Principle 9 & 10: How We Make Use of Mind
“We hold that the child’s mind is no mere sac to hold ideas but is rather, if the figure may be allowed, a ‘spiritual organism’ with an appetite for all knowledge. This is its proper diet with which it is prepared to deal and what it is able to digest and assimilate as the body does food-stuffs.
“Such a doctrine as the Herbartian, that the mind is a receptacle, lays the stress of education, the preparation of food in enticing morsels, duly ordered, upon the teacher. Children taught on this principle are in danger of receiving much teaching but little knowledge; the teacher’s axiom being ‘what a child learns matters less than how he learns it.’”
Reference: Volume 6, Chapter 7
Charlotte combines these two principles in one chapter and it’s pretty impressive that she felt so strongly against his approach that she calls out one particular educational guru of her day in her actual principles.
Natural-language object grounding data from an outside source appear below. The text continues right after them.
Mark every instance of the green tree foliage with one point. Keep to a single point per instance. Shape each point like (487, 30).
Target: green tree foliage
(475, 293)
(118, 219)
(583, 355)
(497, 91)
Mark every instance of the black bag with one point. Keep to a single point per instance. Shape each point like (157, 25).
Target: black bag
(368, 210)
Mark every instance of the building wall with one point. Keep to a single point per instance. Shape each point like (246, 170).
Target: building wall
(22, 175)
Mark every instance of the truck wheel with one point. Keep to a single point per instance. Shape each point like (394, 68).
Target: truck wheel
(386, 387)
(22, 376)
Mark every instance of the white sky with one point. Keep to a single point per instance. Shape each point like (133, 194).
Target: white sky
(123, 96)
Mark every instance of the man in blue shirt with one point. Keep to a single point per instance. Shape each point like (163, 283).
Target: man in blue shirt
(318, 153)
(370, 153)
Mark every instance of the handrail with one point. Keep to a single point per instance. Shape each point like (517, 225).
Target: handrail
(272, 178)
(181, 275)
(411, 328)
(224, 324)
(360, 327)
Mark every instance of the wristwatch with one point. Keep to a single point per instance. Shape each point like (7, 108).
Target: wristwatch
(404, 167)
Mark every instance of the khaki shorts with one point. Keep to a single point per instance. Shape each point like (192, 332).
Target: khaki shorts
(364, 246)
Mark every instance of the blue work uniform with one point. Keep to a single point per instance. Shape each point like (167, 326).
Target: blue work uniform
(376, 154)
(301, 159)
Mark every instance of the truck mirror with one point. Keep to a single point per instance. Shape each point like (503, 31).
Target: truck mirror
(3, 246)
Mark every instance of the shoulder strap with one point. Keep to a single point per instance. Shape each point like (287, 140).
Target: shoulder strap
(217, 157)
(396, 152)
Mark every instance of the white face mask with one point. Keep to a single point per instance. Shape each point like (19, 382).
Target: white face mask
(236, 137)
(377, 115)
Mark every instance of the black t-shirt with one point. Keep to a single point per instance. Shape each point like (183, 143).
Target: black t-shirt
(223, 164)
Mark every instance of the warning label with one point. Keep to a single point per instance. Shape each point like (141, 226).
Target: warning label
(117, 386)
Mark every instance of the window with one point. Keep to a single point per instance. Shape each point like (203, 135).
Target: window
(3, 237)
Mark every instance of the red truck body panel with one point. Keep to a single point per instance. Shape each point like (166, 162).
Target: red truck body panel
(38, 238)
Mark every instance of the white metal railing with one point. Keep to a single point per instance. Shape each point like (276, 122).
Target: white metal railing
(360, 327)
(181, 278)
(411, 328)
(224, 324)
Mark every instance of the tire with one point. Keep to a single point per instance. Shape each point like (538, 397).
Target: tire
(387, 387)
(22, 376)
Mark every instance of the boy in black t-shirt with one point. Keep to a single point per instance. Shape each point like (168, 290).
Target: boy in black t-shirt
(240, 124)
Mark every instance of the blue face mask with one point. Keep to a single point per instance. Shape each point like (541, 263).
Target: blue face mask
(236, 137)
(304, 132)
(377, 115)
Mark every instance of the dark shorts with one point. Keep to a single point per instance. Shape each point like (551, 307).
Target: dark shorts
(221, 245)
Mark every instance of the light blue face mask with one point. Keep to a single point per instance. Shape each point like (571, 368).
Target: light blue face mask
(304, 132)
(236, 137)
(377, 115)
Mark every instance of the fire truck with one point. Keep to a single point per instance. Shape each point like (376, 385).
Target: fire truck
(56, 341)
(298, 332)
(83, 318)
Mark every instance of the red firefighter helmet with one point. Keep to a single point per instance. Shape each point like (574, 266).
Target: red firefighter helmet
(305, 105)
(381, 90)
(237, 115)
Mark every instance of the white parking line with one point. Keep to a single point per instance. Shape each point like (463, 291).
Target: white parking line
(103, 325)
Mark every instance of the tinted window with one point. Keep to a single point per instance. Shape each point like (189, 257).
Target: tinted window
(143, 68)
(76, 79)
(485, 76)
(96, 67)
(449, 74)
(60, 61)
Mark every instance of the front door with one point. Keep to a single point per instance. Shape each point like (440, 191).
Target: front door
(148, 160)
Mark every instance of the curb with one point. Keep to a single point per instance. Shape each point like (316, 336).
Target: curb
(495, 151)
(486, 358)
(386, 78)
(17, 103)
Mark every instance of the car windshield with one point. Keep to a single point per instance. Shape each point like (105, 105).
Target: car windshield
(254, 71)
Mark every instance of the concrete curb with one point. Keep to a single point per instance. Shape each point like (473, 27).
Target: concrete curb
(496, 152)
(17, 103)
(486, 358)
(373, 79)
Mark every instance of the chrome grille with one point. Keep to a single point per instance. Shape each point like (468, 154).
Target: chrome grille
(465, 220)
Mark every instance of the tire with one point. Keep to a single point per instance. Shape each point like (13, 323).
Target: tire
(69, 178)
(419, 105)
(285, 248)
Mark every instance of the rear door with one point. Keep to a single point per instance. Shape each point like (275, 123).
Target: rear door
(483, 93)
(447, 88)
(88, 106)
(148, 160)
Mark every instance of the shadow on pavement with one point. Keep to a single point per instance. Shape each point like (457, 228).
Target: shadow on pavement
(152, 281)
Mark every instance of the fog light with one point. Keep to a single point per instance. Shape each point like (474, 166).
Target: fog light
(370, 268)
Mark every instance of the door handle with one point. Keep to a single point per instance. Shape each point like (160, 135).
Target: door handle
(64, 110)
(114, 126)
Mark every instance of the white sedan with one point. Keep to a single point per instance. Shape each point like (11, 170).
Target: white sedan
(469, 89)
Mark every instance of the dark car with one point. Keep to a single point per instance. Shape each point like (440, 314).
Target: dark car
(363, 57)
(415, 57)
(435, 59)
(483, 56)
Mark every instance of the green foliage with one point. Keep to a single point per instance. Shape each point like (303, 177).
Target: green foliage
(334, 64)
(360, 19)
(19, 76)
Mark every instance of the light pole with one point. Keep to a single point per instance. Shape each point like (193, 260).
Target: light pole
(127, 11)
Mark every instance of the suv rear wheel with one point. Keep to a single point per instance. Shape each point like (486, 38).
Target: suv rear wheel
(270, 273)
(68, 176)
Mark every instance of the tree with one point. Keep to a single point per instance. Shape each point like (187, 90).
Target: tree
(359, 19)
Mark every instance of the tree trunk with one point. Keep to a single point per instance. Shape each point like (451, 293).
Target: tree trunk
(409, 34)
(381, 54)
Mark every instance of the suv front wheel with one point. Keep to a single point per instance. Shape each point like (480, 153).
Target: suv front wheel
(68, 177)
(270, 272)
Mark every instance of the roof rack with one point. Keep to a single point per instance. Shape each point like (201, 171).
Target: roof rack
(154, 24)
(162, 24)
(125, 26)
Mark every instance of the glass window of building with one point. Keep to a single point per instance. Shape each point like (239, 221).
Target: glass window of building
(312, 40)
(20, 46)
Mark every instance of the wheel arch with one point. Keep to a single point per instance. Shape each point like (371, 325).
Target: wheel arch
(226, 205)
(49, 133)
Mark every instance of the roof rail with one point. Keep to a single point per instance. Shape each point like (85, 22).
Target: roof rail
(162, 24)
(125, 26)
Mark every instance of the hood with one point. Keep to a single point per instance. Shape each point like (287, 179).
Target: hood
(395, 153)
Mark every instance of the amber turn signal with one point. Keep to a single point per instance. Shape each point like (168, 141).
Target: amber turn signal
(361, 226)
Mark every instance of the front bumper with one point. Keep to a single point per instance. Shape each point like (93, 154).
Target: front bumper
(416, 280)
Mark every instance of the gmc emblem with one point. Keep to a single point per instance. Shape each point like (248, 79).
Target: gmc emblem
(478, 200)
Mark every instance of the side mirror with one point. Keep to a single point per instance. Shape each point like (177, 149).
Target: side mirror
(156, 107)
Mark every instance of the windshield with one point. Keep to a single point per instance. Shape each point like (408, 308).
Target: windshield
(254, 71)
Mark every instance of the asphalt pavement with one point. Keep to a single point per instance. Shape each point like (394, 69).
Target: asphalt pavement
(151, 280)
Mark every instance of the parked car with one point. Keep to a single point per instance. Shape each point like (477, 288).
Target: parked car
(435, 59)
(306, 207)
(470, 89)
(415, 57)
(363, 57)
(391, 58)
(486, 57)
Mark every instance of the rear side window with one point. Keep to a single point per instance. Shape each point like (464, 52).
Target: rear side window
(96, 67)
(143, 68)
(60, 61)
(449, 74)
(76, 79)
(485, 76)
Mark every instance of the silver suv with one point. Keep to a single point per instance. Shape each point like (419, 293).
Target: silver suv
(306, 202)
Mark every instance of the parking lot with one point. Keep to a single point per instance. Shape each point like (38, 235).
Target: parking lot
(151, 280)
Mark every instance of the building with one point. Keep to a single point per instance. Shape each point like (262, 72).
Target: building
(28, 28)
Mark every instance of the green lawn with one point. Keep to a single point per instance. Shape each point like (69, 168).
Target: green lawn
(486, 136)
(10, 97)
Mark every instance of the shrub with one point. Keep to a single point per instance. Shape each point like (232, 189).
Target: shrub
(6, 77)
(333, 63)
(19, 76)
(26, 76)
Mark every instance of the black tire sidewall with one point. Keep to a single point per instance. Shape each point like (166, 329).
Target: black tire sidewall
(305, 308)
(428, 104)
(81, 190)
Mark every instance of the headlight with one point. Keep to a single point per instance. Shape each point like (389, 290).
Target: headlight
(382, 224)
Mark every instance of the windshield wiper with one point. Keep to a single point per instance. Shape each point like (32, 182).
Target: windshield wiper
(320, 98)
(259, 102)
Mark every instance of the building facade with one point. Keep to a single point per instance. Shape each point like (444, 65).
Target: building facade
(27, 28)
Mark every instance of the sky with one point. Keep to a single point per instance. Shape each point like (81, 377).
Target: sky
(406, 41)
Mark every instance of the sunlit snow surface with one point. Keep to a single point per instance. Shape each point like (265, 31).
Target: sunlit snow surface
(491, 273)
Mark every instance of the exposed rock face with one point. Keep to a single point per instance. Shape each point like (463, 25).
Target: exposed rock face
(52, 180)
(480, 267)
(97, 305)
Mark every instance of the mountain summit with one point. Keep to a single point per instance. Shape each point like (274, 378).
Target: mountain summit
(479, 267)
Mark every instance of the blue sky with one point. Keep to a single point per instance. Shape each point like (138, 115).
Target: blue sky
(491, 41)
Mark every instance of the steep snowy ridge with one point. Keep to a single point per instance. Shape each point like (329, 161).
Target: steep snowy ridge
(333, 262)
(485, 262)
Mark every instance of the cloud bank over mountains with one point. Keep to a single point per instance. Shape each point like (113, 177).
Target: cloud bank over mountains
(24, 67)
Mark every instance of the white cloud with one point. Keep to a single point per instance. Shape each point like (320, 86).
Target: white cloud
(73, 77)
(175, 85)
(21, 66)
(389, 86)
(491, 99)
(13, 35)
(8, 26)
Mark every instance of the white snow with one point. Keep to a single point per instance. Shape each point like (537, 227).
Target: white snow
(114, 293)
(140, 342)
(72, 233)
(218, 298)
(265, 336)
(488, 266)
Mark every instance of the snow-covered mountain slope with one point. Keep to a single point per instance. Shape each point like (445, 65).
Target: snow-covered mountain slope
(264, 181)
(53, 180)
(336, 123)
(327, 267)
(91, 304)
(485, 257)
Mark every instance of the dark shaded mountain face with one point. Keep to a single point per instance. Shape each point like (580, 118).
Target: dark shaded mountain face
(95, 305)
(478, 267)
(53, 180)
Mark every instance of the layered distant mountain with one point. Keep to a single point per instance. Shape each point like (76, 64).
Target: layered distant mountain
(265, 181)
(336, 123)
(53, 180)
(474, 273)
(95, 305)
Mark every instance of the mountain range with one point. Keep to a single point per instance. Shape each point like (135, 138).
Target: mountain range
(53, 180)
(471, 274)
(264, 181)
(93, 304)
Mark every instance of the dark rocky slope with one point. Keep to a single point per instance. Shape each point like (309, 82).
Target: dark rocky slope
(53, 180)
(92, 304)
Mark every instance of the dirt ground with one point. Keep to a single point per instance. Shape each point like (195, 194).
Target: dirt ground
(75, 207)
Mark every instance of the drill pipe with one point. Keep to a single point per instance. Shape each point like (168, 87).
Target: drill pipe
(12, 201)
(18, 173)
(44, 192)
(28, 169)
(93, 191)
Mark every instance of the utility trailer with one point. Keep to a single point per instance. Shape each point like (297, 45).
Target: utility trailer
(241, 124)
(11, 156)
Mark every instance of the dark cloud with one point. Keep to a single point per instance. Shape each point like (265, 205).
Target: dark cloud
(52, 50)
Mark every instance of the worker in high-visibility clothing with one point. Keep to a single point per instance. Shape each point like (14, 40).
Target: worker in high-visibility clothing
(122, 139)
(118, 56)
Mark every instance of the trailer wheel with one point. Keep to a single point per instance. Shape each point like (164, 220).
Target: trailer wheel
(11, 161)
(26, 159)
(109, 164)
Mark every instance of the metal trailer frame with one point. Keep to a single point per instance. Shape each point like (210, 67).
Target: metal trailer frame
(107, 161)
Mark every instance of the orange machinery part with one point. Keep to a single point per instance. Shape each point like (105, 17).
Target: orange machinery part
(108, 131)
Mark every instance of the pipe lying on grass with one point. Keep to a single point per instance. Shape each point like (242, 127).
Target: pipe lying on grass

So who was this guy?
Johann Friedrich Herbart (1776–1841) is known today mainly as a founding figure of modern psychology and educational theory. Spoiler alert, Charlotte disagreed with a large part of what he had to say about education but if you look at the modern education system, his ideas are sadly much more present than hers. Here’s his Wiki page if you really want to know more about him.
But on with the principles.
Right out the gate we can see where the division lies: “Herbart’s psychology is extraordinarily gratifying and attractive to teachers who are, like other people, eager to magnify their office; and here is a scheme which shows how every child is a new creation as he comes forth from the hands of his teacher.” Charlotte has already built the argument that “children are born persons” and says that “we are limited to three educational instruments— the atmosphere of environment, the discipline of habit, and the presentation of living ideas.” The emphasis for learning should not be on the teacher, but the student, and Herbart’s recommendations are the complete opposite.